Engineered proteins have numerous applications in synthetic biology, impacting fields such as therapeutics, materials, fuels, and agriculture. However, the protein sequence space is so vast that mapping sequence to function or its numerical quantification, “fitness”, is extremely challenging. Currently, directed evolution (DE) is the primary experimental method for improving protein fitness. It involves iterative rounds of mutagenesis and screening to accumulate beneficial low-order mutations. However, DE campaigns are often time-consuming and resource-intensive.
Machine learning (ML) holds significant promise to accelerate this process by mapping sequence to fitness in silico, providing platforms for synthetic biology applications at speed and scale. Thus, our goal is to develop easy-to-implement and generalizable ML methods to inform and simplify the wet-lab engineering of diverse proteins.

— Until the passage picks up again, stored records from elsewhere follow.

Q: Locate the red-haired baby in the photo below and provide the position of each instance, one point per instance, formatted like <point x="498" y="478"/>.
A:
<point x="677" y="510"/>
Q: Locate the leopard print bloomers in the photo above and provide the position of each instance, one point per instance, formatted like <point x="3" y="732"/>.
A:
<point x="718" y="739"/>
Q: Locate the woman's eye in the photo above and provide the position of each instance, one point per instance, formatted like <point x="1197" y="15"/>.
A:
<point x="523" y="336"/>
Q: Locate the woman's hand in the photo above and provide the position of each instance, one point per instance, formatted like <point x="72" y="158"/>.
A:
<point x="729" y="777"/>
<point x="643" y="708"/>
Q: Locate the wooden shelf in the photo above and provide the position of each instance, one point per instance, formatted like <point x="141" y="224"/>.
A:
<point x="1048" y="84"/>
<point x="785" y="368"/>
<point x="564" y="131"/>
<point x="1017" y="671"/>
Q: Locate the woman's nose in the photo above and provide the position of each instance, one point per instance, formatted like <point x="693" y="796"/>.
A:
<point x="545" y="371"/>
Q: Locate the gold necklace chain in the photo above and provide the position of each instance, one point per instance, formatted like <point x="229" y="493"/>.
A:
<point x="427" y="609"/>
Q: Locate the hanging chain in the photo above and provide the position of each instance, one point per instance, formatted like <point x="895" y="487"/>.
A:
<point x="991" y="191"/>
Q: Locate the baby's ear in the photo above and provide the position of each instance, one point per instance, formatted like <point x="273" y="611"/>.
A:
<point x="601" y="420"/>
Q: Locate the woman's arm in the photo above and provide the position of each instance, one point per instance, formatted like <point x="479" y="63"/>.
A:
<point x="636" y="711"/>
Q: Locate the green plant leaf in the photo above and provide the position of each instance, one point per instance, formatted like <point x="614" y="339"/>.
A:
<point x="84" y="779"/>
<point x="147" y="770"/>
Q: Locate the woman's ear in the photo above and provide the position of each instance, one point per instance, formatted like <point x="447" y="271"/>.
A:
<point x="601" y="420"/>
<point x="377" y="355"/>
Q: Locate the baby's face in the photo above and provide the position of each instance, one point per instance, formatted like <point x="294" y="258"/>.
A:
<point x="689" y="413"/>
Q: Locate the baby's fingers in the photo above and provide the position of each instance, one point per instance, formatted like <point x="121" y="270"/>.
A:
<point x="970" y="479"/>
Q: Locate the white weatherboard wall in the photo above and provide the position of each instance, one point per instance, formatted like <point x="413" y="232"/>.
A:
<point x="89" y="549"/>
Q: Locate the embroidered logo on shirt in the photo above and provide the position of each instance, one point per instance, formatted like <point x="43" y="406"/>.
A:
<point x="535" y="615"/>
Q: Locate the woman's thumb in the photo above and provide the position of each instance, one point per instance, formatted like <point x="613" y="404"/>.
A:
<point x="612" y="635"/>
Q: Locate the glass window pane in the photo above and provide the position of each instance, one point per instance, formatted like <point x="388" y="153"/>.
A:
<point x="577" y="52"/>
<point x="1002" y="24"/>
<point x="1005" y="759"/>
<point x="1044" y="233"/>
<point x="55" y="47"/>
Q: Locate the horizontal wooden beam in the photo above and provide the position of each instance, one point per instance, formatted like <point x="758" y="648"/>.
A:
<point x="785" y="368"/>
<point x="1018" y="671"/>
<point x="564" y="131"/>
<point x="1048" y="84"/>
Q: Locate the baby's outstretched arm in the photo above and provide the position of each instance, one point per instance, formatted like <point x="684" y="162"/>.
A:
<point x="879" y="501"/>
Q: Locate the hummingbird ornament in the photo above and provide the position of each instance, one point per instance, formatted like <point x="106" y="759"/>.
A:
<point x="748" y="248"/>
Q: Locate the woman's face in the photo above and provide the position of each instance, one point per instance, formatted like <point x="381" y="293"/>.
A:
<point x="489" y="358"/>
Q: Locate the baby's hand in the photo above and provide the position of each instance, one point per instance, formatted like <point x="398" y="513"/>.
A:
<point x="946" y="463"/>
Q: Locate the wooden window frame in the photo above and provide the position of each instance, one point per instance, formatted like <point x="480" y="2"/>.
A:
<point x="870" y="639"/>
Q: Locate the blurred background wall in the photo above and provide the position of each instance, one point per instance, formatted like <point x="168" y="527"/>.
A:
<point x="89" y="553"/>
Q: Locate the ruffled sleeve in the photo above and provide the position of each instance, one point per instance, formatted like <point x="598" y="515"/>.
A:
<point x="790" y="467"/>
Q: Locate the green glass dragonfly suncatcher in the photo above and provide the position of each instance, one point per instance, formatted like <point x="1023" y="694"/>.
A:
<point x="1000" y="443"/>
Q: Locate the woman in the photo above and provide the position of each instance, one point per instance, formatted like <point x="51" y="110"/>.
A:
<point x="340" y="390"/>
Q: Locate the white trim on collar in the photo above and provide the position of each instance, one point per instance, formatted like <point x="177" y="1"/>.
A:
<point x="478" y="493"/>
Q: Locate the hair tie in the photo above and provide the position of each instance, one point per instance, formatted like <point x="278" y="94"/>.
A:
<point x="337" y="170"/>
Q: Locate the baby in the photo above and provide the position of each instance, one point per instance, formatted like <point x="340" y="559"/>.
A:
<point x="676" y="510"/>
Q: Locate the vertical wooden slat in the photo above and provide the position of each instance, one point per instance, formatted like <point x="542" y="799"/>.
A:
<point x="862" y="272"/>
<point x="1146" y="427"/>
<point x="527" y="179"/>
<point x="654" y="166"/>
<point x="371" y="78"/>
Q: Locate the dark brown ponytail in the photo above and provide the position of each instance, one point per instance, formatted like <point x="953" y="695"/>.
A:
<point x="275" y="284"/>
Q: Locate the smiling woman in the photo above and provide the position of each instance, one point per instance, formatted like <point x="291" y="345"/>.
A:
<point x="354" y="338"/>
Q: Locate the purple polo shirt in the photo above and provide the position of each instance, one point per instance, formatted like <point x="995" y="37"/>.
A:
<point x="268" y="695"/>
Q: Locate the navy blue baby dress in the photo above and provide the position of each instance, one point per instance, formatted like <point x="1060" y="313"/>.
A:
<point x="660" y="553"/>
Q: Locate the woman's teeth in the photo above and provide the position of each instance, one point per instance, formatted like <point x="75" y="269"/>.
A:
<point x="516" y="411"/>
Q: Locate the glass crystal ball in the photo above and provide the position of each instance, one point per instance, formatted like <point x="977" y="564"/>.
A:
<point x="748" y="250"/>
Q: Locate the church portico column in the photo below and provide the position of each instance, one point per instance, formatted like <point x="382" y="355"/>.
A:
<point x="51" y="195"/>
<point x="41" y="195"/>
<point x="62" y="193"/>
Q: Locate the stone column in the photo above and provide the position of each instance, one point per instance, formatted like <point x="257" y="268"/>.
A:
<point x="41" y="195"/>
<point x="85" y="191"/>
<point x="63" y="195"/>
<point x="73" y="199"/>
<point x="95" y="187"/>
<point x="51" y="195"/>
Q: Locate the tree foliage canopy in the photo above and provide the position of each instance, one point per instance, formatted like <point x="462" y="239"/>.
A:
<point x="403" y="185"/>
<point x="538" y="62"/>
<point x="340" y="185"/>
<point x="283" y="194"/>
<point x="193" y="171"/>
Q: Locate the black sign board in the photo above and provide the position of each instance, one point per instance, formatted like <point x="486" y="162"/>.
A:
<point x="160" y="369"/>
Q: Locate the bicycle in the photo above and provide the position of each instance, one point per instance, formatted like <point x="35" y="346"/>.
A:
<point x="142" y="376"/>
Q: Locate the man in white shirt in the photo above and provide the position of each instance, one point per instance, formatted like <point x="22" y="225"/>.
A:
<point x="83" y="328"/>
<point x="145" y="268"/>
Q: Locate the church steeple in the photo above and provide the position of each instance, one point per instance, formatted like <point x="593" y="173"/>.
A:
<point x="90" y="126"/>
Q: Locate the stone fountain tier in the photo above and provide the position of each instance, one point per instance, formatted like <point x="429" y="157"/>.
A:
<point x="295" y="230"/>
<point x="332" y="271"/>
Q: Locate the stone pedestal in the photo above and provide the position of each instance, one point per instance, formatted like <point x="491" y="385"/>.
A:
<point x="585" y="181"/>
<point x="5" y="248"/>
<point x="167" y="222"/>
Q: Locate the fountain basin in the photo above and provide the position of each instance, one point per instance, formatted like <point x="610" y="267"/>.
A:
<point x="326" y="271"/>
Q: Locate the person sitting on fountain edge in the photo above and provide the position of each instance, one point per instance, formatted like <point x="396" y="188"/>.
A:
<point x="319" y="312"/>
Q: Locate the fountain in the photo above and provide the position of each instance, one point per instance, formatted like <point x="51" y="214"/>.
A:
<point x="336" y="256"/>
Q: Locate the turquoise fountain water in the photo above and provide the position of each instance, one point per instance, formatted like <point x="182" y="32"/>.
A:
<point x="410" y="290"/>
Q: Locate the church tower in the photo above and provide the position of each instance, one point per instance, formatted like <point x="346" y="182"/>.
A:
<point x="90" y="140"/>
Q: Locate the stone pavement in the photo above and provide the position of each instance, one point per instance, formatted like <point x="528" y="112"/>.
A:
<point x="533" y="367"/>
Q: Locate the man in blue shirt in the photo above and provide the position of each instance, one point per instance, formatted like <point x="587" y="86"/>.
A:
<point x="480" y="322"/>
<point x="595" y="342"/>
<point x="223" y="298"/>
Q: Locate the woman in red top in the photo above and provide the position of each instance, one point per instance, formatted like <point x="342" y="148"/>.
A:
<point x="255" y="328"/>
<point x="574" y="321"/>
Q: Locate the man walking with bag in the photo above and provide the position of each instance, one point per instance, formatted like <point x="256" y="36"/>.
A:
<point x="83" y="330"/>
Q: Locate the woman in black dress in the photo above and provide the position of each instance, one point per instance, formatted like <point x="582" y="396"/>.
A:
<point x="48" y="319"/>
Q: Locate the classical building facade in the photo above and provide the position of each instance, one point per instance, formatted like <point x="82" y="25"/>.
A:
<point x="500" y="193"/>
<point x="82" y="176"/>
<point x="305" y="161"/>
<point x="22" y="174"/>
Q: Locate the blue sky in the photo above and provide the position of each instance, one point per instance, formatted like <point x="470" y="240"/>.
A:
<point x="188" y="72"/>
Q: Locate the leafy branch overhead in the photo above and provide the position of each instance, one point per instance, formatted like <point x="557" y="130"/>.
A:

To achieve this goal, we propose an approach that synergizes information from three modalities: sequence, structure, and biophysical simulations. We have been using two lab-generated enzyme and antibody datasets in addition to a well-studied public dataset on an immunoglobulin-binding protein domain (GB1) to test our approach. One of the two includes thousands of sequence-fitness pairs for the β-subunit of tryptophan synthase (TrpB), a model enzyme system. The other comprises coronavirus-antibody binding data.
Our preliminary results on GB1 method development show that combining structural information with protein sequence information outperforms using either modality on its own and prior work baselines. We are still investigating the usefulness of simulated mutation structures as well as biophysical features such as energy and charge distributions as an additional modality.